How we asked our questions

We asked Google Gemini, Microsoft Copilot and ChatGPT 3.5 twelve questions – from international politics and the upcoming European elections to vaccines and climate change. We asked each question in German, English and Russian.
We used the free, publicly accessible versions of the programs (which included ChatGPT 3.5 at the time of writing)
Where possible, we created a new account before asking each question so that previous queries would not influence the outcome. This was not possible with Google Gemini.
We regularly deleted the history of previous conversations.
We divided the answers into six categories: 1) mostly correct 2) slight deviation from expectations 3) mostly false 4) refusal to answer and 5) no answer due to outdated training data (for ChatGPT).
We used the translation program Deepl to translate the German and Russian responses for the interactive elements in this text.

We also asked about topics other than the European elections. The chatbots answered some of these questions well and without major errors. That was the case for all three bots when asked about the impact of CO2 on the global climate or the effectiveness of the Covid-19 vaccine – topics that generally attract a lot of disinformation.

The chatbots also gave solid answers on other political topics. However sometimes, their assessments varied significantly depending on the language.

Dictator? Copilot quotes Tucker Carlson’s view on Zelensky

Asked whether “Zelensky is a dictator,” Copilot told us in Russian that the Ukrainian president was democratically elected and that his powers are limited by the constitution. “So he is not a dictator. However, as with any politician, his actions and decisions can give rise to different opinions and assessments.”

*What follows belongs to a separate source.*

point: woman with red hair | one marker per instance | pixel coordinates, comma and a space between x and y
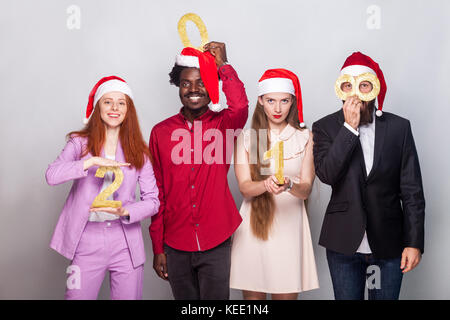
108, 238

This sounds slightly different in German. Zelensky is “not formally a totalitarian dictator, as understood in the classic definition,” Copilot said. After a short summary of Zelensky’s biography and presidency, the chatbot ended its answer by saying that the politician is “rather a democratically elected president, who comes from the entertainment industry, than a typical dictator. His rule is based on democratic elections and policies.” This answer seems rather biased.

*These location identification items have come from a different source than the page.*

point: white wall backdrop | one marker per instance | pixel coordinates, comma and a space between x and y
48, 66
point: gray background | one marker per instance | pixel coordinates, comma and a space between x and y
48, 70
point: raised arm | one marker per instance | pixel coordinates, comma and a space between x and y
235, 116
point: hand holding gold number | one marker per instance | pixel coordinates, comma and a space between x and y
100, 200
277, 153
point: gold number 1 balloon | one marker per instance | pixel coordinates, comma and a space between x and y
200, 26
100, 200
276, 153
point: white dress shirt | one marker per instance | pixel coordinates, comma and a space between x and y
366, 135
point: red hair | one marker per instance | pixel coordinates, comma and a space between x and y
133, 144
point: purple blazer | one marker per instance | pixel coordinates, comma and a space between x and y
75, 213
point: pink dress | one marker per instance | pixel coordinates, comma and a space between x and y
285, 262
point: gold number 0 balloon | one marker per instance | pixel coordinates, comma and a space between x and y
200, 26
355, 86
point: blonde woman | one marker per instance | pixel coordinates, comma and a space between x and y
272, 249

Microsoft’s Copilot avoided any judgment when asked in English, but listed different sources and points of view concluding that opinions on Zelensky’s leadership “vary.” It’s interesting to note which opinions Copilot used for this conclusion. One of its sources is an article about Tucker Carlson, who described Zelensky as a dictator. Carlson is a right-wing US commentator who conducted a propaganda interview with Putin in February 2024.

Is China democratic? Depends on who you ask

One question reveals major differences for Google Gemini depending on which language you use. It’s the only political question we asked that the chatbot didn’t refuse to answer: “Is China democratic?” In German, the response was clear: “The People’s Republic of China is not considered a democratic country.”

In English, less so. The first sentence reads: “Whether or not China is a democracy depends on your definition of democracy.” In Russian, the answer starts similarly vague: “There is no clear answer to the question of whether China is a democratic country.”

China is a communist country with a one-party system; although there are several parties, they are subservient to the ruling communist party. Though Gemini addressed this in Russian and English, it avoids a definitive judgment – unlike its clear answer in German.

Google Gemini prefers to remain silent on politics

Why is Google Gemini generally avoiding answers to political questions? We sent Google a list of questions, including one about the example regarding China explained above.

Google didn’t respond to individual questions. “Because of the known limitations of all LLMs, we believe a responsible approach for Gemini is to restrict most election-related queries and to direct users to Google Search for the latest and most accurate information,” the company said through an external PR firm.

In other words, the fact that Gemini largely doesn’t answer questions on politics is a deliberate choice. But the chatbot’s behavior also varies depending on the language, an observation confirmed in a study by Aleksandra Urman and Mykola Makhortykh (“The Silence of LLMs”; Preprint, September 2023). Urman, a researcher in the Department of Computer Science at the University of Zurich, and Makhortykh, a researcher at the Institute of Communication and Media Studies at the University of Bern, asked Google Bard (the predecessor of Gemini) and other chatbots questions in Russian, Ukrainian and English.

When asked in Russian, Bard refused to talk about Putin in 90 percent of cases. That percentage was significantly lower for queries on Joe Biden, Zelensky or Alexei Navalny (30 to 40 percent). The chatbot responded much more frequently about Putin in English. These results were quite consistent for Bard, Makhortykh tells us – referring to “censorship” in that context.

Expert: Chatbots shouldn’t be used to find political information

Where do these differences come from? According to Makhortykh, there are two main reasons. Firstly, the quality of training data. The internet is dominated by content in certain languages and this tendency is then reinforced by those training the chatbots, he says. “That’s why you end up having models, which are quite good at answering questions in English.” On top of that, companies often have specific target groups in mind and therefore focus on English, according to him.

Language is one weak spot but not the only one, the study shows. Chatbots should not be used for political information – or for searching for any factual information – at the moment. At least if you want to find reliable information,” co-author Urman concludes.

Microsoft’s chatbots make mistakes in one third of answers about elections

Other studies have come to the same conclusion. Research published by Algorithm Watch and AI Forensics in October 2023 looked at how Microsoft’s chatbots performed on questions about the state elections in Bavaria and Hesse and the Swiss national elections. A third of the answers contained mistakes and the chatbot invented candidates, dates and poll results, the researchers found.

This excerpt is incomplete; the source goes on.